These properties stored in System and LabeledSystem can be accessed by operator [] with the key of the property supplied, for example

coords = d_outcar['coords']

Available properties are (nframe: number of frames in the system, natoms: total number of atoms in the system)

key

type

dimension

are labels

description

‘atom_names’

list of str

ntypes

False

The name of each atom type

‘atom_numbs’

list of int

ntypes

False

The number of atoms of each atom type

‘atom_types’

np.ndarray

natoms

False

Array assigning type to each atom

‘cells’

np.ndarray

nframes x 3 x 3

False

The cell tensor of each frame

‘coords’

np.ndarray

nframes x natoms x 3

False

The atom coordinates

‘energies’

np.ndarray

nframes

True

The frame energies

‘forces’

np.ndarray

nframes x natoms x 3

True

The atom forces

‘virials’

np.ndarray

nframes x 3 x 3

True

The virial tensor of each frame

Dump data

The data stored in System or LabeledSystem can be dumped in ‘lammps/lmp’ or ‘vasp/poscar’ format, for example:

d_outcar.to('lammps/lmp', 'conf.lmp', frame_idx=0)

The first frames of d_outcar will be dumped to ‘conf.lmp’

d_outcar.to('vasp/poscar', 'POSCAR', frame_idx=-1)

The last frames of d_outcar will be dumped to ‘POSCAR’.

The data stored in LabeledSystem can be dumped to deepmd-kit raw format, for example

d_outcar.to('deepmd/raw', 'dpmd_raw')

Or a simpler command:

dpdata.LabeledSystem('OUTCAR').to('deepmd/raw', 'dpmd_raw')

Frame selection can be implemented by

dpdata.LabeledSystem('OUTCAR').sub_system([0,-1]).to('deepmd/raw', 'dpmd_raw')

by which only the first and last frames are dumped to dpmd_raw.

replicate

dpdata will create a super cell of the current atom configuration.

dpdata.System('./POSCAR').replicate((1,2,3,) )

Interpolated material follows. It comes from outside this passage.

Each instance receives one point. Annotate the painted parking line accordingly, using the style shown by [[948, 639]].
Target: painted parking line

tuple(1,2,3) means don’t copy atom configuration in x direction, make 2 copys in y direction, make 3 copys in z direction.

perturb

By the following example, each frame of the original system (dpdata.System('./POSCAR')) is perturbed to generate three new frames. For each frame, the cell is perturbed by 5% and the atom positions are perturbed by 0.6 Angstrom. atom_pert_style indicates that the perturbation to the atom positions is subject to normal distribution. Other available options to atom_pert_style areuniform (uniform in a ball), and const (uniform on a sphere).

perturbed_system = dpdata.System('./POSCAR').perturb(pert_num=3,
    cell_pert_fraction=0.05,
    atom_pert_distance=0.6,
    atom_pert_style='normal')
print(perturbed_system.data)

replace

By the following example, Random 8 Hf atoms in the system will be replaced by Zr atoms with the atom postion unchanged.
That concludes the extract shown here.